Learning how to perform a background check on an employee might seem commonplace in the field of HR, but countless major corporations have found themselves in the cross hairs of hiring compliance. Let’s face it, running the Human Resources department is hard work, even on a good day. If you’re not a fast learner or willing to adapt to change, then it can seem downright impossible. Each year seems to bring with it new regulations and responsibilities that make running a business more challenging but also more rewarding.
This is especially true when it comes to properly vetting a potential employee’s educational achievements, work history, and criminal background. The Fair Credit Reporting Act, originally enacted in October 1970, has seen its language change and its scope broaden from it’s origins as a consumer safety net to a law that governs certain aspects of employment law. This change has brought about some confusion among some HR professionals, and that confusion has lead to serious fines and sanctions placed at the feet of those who have not done their homework on what it takes to be FCRA compliant.
The process becomes further complicated when a company hires a third-party vendor specializing in background checks. With so many questions and intricacies involved in this process, let’s explore the steps required to keep your company safe while outsourcing your vetting process and remaining FCRA compliant. They’re easy to remember: they spell FCRA!
F: Full Disclosure
If your company requires a background screening as a condition of employment, you are required to inform the applicant in writing of this company policy. It must be issued as a stand-alone document that is not included with an employment application and must include a summary of the applicant’s rights. If your company’s background check will involve an “investigative report” that interviews character witnesses or delves into the applicant’s personal and professional reputation, you must disclose the scope of the investigation to the potential hire. As always, when it comes to matters of disclosure, the more transparent you are with an applicant the less confusion there will be when it’s time to bring him or her on board.
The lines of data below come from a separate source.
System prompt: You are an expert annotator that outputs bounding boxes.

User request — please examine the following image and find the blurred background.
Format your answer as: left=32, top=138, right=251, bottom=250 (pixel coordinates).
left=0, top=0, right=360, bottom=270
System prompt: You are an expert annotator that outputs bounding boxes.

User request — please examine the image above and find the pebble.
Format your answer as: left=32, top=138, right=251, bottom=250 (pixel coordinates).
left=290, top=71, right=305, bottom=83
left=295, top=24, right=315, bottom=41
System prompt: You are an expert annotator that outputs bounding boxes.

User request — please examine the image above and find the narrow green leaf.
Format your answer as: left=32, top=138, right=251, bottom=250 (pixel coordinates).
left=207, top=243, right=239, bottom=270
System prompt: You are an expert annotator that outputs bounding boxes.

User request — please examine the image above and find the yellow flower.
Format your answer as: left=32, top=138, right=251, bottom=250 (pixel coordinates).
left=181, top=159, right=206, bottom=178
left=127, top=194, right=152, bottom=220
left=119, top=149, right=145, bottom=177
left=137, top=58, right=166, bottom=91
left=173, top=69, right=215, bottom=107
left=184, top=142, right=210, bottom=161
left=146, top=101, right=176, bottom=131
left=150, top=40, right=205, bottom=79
C: Create an Opportunity to Sign
If you run a background check without the written consent of the applicant, your company could be in hot water with the EEOC and other regulatory bodies, as one of the applicant’s rights is the opportunity to give written consent. Just like with all written contracts, these documents are legally binding, so the applicant cannot later assert that they have not been informed of their rights.
R: Remember Background Check Compliance
Before a background check legally begins, you must inform the company performing the screening that your company has followed, and will continue to follow, all procedures pertaining to disclosure and authorization, that the request does not violate any state or federal law, that the information received will be used for employment purposes only, and that you will not discriminate against any applicant based on any protected class.
A: Adverse Action Procedures
If your company has declined to hire an applicant based on information received on a background check, then you are required to submit a copy of the report used to make the decision, as well as the contact details of the company who produced the report, and inform the applicant of their rights relating to FCRA, including their right to contest any adverse findings in the report.
Once you’ve learned how to perform a background check on an employee you’ll want to teach others on your team proper protocol. When in doubt, just remember FCRA, and you’ll be fine. Though there is always some minutia to get through with any set of regulations, as long as there is a detail-oriented HR professional in charge of the process who takes compliance seriously, your company will stay on the right side of the law and outside of the courtroom.